# Saudi Visa Question



## brittiger (Feb 3, 2015)

Hi All,

I got a contract offer from a Saudi University, I accepted the offer and they are now in the process of issuing me the work visa. 
Now the question is whether to issue the visa in my name or in the name of the agent company that will handle the visa issuing process for me from the Saudi consulate in London. Which is better and why?

Anybody have any idea?

Thanks


----------



## Stevesolar (Dec 21, 2012)

Hi,
Visas are put in passports and therefore need to be in the name of the person travelling to the relevant country.
Cheers
Steve


----------



## brittiger (Feb 3, 2015)

Thank you Stevesolar for your reply, That makes sense


----------



## twowheelsgood (Feb 21, 2013)

If you are in the UK, you will probably have to go and be fingerprinted, and tell them where your point of entry to KSA will be. 

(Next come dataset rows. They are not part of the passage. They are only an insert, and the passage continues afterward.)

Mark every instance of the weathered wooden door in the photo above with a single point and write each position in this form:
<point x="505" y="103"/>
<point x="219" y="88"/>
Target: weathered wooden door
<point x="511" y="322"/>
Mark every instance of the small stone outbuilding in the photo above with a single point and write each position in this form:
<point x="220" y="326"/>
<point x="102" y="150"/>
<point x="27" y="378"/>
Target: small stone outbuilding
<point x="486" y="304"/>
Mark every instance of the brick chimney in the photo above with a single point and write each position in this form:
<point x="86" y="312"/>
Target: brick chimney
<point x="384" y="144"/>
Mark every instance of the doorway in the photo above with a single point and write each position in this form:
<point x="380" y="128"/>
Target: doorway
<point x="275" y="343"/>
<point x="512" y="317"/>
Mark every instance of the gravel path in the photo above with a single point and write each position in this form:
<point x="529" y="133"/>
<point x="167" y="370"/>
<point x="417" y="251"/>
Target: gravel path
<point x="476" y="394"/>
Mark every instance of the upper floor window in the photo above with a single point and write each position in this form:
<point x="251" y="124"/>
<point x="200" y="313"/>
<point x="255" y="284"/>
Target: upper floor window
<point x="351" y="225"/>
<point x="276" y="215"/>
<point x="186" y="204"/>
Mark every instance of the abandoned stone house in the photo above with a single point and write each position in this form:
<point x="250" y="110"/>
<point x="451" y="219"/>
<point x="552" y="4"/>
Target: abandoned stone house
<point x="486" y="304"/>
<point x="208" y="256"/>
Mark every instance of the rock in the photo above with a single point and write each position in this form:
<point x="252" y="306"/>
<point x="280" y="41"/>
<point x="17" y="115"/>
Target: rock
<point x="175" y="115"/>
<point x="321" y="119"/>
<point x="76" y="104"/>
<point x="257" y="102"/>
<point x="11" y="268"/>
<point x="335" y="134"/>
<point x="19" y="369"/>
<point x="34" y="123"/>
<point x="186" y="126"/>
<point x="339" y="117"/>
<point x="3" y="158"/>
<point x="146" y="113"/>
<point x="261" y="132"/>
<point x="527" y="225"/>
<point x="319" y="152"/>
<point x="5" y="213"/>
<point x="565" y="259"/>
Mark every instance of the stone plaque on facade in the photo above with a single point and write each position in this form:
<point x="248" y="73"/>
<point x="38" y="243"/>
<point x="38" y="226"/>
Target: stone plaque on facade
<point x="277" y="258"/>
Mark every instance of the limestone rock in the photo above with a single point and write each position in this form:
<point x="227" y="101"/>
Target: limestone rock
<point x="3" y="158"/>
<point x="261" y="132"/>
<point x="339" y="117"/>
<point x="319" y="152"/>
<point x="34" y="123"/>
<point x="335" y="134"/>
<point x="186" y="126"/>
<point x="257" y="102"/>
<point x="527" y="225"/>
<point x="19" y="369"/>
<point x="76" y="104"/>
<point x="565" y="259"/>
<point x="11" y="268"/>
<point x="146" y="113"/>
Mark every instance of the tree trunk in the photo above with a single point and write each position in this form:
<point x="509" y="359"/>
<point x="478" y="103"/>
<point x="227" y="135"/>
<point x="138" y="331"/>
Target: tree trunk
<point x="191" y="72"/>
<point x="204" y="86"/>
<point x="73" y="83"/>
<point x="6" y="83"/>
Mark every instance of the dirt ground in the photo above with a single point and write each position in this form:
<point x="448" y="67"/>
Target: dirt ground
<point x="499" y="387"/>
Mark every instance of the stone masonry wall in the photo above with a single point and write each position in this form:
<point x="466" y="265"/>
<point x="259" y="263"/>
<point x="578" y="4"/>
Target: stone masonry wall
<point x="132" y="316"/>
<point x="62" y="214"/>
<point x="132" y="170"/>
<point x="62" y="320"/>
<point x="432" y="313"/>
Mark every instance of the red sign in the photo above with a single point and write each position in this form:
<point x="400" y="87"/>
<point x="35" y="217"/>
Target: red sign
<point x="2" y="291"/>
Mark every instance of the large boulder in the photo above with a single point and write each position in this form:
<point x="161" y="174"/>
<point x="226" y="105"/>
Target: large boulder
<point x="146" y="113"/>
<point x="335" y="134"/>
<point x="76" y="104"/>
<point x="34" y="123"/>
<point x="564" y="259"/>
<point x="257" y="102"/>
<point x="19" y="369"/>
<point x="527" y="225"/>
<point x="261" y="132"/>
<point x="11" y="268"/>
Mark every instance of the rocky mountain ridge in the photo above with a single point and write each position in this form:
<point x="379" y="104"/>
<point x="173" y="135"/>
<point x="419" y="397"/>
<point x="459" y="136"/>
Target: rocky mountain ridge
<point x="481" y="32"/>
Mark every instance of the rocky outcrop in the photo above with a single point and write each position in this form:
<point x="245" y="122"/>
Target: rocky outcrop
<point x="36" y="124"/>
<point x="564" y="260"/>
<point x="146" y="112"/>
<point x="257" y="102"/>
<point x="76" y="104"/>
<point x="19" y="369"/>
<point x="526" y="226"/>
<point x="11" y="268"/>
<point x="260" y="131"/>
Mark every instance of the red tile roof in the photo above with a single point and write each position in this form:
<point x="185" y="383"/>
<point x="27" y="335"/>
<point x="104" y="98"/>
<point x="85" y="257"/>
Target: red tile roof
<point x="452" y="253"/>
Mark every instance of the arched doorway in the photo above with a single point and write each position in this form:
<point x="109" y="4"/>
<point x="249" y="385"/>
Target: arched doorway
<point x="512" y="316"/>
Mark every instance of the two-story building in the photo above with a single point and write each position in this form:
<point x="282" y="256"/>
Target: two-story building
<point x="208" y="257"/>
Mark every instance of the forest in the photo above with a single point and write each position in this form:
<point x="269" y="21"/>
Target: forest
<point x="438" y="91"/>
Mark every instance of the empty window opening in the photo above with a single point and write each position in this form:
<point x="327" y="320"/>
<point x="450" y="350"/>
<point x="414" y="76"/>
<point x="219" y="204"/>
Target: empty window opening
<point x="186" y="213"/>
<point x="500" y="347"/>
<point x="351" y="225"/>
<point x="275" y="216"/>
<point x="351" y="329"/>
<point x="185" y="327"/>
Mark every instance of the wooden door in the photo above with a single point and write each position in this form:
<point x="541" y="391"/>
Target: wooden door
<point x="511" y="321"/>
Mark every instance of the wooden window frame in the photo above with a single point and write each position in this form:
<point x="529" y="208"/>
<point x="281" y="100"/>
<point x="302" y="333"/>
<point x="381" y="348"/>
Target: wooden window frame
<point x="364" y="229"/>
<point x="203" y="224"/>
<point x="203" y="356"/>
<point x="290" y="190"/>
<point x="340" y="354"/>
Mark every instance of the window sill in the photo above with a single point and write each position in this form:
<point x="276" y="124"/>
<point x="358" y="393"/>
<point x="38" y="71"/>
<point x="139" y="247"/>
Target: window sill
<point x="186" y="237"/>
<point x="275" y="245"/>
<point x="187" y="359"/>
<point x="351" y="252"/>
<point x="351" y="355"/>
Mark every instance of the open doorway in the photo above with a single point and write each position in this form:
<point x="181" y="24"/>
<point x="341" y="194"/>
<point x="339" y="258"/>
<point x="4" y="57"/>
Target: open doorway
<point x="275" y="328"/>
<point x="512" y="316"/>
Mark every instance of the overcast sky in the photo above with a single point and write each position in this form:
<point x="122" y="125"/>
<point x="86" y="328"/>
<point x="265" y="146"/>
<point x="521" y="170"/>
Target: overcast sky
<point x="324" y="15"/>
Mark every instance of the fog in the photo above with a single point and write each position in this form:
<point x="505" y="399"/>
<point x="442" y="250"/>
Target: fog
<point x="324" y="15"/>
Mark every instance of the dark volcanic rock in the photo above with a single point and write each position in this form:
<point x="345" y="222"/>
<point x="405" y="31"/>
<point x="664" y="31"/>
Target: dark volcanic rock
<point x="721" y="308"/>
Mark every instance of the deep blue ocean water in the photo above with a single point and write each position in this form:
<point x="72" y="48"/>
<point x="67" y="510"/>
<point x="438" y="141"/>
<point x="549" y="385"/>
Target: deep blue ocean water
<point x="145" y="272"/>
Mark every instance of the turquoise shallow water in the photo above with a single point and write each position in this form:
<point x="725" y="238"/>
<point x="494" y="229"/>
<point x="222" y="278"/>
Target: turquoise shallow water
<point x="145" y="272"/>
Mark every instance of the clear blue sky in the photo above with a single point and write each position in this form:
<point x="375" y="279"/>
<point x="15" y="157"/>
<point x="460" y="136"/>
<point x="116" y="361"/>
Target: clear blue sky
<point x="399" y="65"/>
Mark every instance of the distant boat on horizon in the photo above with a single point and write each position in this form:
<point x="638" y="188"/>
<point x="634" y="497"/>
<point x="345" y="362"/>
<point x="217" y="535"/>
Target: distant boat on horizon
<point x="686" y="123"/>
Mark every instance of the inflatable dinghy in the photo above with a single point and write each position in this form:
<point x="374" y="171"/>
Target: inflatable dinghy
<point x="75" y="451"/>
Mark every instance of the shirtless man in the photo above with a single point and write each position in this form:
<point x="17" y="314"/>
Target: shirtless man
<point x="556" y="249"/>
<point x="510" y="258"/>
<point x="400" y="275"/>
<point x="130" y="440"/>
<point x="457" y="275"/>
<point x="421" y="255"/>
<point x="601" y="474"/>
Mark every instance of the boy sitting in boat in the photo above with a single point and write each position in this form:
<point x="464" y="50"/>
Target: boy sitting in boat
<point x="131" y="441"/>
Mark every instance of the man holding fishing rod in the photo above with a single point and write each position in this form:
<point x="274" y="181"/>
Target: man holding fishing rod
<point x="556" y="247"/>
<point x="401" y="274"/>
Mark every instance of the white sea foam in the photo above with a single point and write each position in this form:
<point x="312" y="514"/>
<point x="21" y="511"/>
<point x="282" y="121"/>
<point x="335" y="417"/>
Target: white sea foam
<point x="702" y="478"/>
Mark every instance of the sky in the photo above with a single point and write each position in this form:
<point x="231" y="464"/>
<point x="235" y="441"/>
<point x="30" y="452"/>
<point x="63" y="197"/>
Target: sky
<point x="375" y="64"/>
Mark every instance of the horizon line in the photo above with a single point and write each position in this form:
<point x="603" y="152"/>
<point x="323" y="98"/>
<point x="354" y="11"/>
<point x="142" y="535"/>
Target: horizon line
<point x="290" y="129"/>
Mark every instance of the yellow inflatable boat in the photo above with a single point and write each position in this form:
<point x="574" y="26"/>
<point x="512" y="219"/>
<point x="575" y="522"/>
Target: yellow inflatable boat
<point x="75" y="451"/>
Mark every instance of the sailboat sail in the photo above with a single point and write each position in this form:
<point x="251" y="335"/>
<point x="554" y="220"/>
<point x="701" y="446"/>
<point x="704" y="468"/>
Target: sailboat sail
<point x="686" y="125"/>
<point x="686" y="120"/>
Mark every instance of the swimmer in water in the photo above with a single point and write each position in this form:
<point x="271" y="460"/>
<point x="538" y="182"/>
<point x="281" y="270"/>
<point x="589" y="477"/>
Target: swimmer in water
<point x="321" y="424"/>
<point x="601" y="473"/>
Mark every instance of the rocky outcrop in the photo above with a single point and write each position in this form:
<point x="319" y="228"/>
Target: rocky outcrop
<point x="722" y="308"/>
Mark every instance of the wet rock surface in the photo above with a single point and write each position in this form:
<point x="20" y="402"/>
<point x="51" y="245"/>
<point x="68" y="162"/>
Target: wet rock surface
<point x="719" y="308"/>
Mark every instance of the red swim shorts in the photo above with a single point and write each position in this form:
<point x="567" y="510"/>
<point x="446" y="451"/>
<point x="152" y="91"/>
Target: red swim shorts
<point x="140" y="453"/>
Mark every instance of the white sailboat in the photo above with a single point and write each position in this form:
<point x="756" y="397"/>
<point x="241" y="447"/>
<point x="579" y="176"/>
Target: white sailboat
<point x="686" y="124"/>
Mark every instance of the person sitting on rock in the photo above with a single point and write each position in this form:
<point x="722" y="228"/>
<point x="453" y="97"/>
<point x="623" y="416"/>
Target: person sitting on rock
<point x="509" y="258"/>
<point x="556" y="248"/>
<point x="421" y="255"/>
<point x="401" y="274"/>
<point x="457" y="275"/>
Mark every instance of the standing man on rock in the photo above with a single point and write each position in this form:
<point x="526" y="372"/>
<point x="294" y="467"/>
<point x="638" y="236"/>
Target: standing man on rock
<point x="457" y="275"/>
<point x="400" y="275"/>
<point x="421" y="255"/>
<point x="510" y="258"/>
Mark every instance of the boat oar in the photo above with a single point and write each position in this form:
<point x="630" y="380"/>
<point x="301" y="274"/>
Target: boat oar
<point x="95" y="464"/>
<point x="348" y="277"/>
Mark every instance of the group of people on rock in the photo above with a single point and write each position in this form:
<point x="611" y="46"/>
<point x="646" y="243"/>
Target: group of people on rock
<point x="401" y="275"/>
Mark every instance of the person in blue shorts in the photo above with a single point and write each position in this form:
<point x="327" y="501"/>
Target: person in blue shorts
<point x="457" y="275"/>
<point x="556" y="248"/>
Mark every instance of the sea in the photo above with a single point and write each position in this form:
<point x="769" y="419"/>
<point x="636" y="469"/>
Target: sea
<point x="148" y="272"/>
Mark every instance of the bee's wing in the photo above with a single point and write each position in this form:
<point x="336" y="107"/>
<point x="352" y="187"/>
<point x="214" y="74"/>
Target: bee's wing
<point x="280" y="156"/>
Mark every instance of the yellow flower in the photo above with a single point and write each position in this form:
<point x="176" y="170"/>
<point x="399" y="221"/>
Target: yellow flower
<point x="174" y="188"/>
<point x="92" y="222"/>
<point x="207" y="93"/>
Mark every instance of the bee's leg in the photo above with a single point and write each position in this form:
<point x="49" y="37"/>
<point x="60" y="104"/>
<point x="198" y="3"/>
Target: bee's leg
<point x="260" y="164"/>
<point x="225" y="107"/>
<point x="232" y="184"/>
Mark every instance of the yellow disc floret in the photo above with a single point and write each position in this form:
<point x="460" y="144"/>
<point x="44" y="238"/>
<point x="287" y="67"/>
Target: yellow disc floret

Assuming it's Riyadh, on arrival get in the left hand queue to have the visa activated and be fingerprinted again. 

It's quite efficient these days as it used to literally take hours whereas these days it no more than 15 minutes of queuing. 

Leaving out isn't quite the same experience though as the airport 'leaves a lot to be desired'.


----------



## brittiger (Feb 3, 2015)

Thank you twowheelsgood for the valuable info, greetings.


----------



## Flying in the Face Of.. (May 22, 2015)

twowheelsgood said:


> If you are in the UK, you will probably have to go and be fingerprinted, and tell them where your point of entry to KSA will be.
> 
> Assuming it's Riyadh, on arrival get in the left hand queue to have the visa activated and be fingerprinted again.
> 
> ...


I love your understatement, "leaves a lot to be desired" is very polite.


----------